I was educated at the University of Münster, Liverpool John Moores University, and the Université Rennes II, gaining Master degrees in Modern and Contemporary History, Cultural Studies, and Irish Studies. Before returning to academia as a lecturer, I worked as a project manager and senior editor for a couple of New Media companies. In my current position as a Lecturer for EAP, Business English, and Business Ethics at the University of Applied Sciences Münster, I am responsible for several Bachelor and Master programmes, including curriculum and material development, lecturing, quality control, and thesis supervision. I am also strongly involved in all matters regarding research methods and academic writing at the faculty, with a focus on research development and ethical standards.

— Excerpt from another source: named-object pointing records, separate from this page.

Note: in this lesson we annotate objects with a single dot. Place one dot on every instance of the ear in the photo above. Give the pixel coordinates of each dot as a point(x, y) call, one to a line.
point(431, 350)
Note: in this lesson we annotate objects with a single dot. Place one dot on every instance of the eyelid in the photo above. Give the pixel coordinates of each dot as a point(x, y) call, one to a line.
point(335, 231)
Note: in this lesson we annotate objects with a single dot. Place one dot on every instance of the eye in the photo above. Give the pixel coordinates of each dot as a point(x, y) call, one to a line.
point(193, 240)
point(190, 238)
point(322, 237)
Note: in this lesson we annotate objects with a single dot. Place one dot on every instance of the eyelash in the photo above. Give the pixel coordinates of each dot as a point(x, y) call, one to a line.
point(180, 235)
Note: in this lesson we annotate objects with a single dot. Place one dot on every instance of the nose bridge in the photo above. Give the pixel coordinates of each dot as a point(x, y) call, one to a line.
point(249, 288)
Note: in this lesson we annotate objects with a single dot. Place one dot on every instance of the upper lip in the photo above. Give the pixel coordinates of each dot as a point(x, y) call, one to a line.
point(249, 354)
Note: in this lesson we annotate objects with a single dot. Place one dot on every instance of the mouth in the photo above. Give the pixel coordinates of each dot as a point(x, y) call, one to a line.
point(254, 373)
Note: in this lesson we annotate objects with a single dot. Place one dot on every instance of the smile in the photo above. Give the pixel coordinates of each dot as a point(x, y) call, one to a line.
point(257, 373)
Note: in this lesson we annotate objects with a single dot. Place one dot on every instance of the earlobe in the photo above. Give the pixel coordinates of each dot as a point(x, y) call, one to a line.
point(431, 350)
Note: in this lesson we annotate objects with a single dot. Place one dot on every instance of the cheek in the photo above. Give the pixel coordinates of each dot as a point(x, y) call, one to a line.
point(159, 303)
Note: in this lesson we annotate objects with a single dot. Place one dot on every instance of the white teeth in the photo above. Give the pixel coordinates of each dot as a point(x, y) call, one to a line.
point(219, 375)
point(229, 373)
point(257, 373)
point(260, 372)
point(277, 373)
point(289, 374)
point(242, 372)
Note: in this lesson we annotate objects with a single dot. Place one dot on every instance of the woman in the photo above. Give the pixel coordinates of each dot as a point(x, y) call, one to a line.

My own research, however, is grounded in a very different field, namely in social, cultural, and community history; it focuses predominantly on memory and identity issues regarding political violence, terrorism, and intrastate conflicts, with an emphasis on Europe and North America. I see myself as a sociocultural historian, specialising in the areas of sociology, psychology, and sociocultural anthropology in the context of conflict situations in modern times. I am particularly fascinated by the aetiology of young people's responses to past conflict situations, dealing with themes of memory and identity, specialising in the issue of transgenerational and transnational memories and their influence on the creation of bi-national and bi-cultural identities within the descendants of immigrants.
These collective memories are often based on the perceived existence of a collective "origin" identity which needs to be preserved; in times of political or social conflict, this could motivate the offspring of immigrants to identify with the principles of terrorist groups working against the country of residence. These observations have brought up two research projects: While my main interest focuses on the experiences of adolescents of Irish background growing up in 1970s Britain, I also try to examine the attitudes of Irish American teenagers towards the Troubles in the 1970s and 1980s. The principal idea is that these studies might lead to a better understanding of bi-cultural identities in times of conflict and war.
Further research interests are terrorism and gender, inter-community relations, post-conflict reconstruction, and the development of social policies regarding the aforementioned issues, including migrant integration and assimilation. I am involved with some related research networks, e.g. the groups "Radicalisation and Violence" and "Transnational Memory and Identity" at the Council for European Studies, the Conflict Research Society, the Association of Critical Heritage Studies, the Society for Terrorism Research, and the British International Studies Association.
Additionally, I am interested, inter alia, in all things to do with criminal psychology as well as crowd psychology, in particular crowd responses to perceived threats at major events.